Beginning in the 1870s here in the United States uniquely designed containers in bright cobalt blue began appearing. In order to warn the user of the dangerous nature of the contents, the outside of the bottle was covered with a series of raised bumps, dots, ridges, or lattice work. The purpose of these features was that should an unsuspecting victim mistakenly grab a bottle in a dark or dimly lit room he could tell by feel that the contents should not be ingested. Various unusual shapes (triangular or hexagonal) were widely adopted to store poisons, but the skull and crossbones had a long history and appealed to a primitive part of our conscience.
“In the 1700s the “Skull & Crossbones” flag was first flown by French pirate Emanuel Wynne.”
It was not until the late 1880-1890s that the skull and crossbones became a familiar site embossed on bottles. The practice continued through the 1920s when it was decided that the brightly colored bottles and symbols maybe attractive to children and harming more than helping the situation. Eventually the emphasis changed to creating containers which would be difficult for children to open. [reference John Odell]

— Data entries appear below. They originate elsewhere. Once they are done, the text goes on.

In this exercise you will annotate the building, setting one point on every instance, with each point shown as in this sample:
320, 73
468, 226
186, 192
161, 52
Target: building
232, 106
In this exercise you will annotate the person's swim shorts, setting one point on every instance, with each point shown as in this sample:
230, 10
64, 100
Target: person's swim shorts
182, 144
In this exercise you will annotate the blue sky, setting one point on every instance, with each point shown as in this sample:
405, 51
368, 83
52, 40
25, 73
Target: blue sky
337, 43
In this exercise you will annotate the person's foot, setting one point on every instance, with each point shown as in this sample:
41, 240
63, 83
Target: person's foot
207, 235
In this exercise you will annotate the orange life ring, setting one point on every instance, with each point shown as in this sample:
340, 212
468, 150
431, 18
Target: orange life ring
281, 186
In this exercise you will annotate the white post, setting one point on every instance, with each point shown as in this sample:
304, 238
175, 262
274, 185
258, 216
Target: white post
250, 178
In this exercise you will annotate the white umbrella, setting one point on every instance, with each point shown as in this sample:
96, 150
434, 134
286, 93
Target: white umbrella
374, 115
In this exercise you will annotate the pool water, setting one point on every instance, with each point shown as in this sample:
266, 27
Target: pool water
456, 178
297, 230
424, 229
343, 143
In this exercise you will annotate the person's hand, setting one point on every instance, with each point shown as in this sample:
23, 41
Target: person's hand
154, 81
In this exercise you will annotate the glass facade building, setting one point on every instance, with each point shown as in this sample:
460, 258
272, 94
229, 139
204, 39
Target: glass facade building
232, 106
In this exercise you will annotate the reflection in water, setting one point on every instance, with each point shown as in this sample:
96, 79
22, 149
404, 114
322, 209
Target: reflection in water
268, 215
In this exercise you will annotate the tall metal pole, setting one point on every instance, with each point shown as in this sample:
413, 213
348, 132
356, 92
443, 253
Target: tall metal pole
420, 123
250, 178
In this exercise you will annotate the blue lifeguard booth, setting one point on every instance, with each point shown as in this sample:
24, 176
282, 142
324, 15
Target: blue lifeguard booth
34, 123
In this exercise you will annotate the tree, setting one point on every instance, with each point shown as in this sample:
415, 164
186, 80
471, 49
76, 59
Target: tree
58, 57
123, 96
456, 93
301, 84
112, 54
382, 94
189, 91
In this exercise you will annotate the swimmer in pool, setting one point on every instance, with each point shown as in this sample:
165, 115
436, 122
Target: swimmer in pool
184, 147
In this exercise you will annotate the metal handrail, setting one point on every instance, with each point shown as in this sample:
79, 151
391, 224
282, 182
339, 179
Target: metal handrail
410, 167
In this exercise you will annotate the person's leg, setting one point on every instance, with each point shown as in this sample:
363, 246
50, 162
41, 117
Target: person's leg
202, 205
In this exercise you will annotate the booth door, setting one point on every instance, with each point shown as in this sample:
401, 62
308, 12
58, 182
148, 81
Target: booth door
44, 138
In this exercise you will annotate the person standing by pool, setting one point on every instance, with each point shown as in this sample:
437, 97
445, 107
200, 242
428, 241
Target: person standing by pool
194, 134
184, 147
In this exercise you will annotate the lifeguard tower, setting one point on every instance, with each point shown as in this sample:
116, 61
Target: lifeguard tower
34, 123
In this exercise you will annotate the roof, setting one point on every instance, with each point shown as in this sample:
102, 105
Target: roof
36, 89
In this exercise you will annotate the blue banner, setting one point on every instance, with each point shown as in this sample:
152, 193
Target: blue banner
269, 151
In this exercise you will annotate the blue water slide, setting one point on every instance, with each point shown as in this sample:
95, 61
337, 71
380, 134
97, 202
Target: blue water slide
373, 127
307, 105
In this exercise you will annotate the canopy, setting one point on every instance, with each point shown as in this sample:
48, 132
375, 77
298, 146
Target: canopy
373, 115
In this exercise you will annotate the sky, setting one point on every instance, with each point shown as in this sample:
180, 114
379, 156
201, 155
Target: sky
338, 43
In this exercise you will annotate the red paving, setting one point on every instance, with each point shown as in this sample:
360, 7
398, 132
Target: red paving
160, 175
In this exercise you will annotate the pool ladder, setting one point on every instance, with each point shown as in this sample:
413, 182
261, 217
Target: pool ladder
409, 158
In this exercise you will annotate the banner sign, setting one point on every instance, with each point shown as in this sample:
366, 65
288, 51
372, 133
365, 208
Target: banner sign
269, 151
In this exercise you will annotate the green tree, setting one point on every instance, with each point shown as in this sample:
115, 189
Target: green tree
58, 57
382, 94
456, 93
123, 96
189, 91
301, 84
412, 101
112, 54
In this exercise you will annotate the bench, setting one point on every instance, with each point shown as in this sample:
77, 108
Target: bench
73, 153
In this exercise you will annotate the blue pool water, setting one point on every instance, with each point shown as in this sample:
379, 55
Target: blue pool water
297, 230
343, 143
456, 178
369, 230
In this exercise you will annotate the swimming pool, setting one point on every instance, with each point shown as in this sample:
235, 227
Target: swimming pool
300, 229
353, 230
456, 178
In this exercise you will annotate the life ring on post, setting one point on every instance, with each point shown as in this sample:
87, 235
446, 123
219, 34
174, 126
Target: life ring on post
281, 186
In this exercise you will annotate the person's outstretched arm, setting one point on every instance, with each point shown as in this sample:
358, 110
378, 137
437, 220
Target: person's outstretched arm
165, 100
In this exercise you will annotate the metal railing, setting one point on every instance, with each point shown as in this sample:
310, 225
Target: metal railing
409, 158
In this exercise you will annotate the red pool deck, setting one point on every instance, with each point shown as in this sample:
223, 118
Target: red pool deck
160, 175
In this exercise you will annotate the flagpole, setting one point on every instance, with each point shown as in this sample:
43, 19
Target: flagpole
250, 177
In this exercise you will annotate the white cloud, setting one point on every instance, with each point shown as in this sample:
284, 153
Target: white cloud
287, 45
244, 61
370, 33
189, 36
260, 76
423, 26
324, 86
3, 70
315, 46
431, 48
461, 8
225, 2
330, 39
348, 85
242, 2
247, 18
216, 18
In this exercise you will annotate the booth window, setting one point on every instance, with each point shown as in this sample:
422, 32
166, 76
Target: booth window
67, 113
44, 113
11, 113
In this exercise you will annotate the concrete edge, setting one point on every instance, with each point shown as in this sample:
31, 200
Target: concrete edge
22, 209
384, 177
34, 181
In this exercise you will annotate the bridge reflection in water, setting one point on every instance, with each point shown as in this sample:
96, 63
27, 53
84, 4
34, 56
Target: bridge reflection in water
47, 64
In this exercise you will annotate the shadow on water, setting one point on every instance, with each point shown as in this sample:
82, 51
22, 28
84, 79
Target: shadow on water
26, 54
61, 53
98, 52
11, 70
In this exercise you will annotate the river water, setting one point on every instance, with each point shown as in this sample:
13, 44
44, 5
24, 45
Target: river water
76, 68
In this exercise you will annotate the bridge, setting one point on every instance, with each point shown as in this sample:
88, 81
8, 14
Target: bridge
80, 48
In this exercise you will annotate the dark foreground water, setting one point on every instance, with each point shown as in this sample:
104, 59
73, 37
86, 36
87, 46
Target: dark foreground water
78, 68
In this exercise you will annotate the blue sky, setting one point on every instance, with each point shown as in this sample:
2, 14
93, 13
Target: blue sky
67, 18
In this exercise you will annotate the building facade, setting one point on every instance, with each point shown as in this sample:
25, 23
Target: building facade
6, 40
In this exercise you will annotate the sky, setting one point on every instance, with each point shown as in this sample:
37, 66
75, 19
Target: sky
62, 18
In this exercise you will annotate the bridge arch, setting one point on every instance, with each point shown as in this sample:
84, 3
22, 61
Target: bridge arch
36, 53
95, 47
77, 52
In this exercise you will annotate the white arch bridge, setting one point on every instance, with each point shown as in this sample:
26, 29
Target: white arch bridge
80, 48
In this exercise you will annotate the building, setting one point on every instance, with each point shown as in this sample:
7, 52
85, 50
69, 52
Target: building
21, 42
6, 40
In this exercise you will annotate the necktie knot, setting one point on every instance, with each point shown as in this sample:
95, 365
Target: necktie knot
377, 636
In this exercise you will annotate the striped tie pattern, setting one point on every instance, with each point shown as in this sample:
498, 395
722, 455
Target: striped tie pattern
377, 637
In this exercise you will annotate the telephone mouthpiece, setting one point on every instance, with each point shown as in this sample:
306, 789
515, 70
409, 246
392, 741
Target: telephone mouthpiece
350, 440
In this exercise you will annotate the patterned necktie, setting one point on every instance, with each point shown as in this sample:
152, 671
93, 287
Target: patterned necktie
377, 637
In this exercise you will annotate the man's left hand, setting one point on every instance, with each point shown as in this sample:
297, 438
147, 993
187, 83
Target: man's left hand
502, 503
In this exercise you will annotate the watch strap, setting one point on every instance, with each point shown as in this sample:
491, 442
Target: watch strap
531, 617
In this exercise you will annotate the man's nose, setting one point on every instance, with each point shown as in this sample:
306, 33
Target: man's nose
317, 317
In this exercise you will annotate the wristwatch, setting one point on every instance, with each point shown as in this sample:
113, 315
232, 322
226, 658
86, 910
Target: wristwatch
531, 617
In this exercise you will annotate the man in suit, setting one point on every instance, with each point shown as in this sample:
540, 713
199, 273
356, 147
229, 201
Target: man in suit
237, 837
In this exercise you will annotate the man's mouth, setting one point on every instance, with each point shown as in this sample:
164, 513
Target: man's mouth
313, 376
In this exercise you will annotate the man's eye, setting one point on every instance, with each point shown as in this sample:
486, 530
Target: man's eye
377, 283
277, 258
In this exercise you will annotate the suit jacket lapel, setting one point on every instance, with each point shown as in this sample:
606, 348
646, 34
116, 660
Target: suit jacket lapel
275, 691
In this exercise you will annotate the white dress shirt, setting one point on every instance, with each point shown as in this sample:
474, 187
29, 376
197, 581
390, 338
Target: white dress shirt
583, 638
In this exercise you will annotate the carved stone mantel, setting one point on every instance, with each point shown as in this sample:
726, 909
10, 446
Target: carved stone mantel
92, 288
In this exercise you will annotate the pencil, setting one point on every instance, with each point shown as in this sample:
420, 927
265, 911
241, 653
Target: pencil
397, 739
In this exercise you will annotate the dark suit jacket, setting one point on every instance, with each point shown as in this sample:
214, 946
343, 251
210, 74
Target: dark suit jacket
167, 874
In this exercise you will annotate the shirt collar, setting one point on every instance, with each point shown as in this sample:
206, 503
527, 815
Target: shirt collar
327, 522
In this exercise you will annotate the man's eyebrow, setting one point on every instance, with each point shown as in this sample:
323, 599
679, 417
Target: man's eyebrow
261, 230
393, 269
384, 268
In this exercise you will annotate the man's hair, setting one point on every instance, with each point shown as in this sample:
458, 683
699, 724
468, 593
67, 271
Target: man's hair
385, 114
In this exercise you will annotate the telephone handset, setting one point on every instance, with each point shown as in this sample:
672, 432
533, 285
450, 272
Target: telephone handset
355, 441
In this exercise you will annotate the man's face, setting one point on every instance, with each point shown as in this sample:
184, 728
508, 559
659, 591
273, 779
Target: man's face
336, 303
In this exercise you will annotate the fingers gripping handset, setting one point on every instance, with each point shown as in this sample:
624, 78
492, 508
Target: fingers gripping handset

The three very rare skeleton skull bottles pictured above were patented on June 26, 1894 by Carlton Lewe of Boston, Mass. To most, these figurals have become the most famous and desired poison bottle. Each is embossed POISON on the forehead and PAT APPL’D FOR on the reverse near the base. The base of the bottle is embossed with crossed bones. Also, the reverse features a raised panel obviously for an ingredient-identifying paper label. The famous blue bottle came in three sizes, 2-3/4”, 3-l/2” and 4-l/2”. The smallest size is reported to be the hardest to find. It has been estimated that less than 100 of the rare skull-shaped poison bottles are in existence.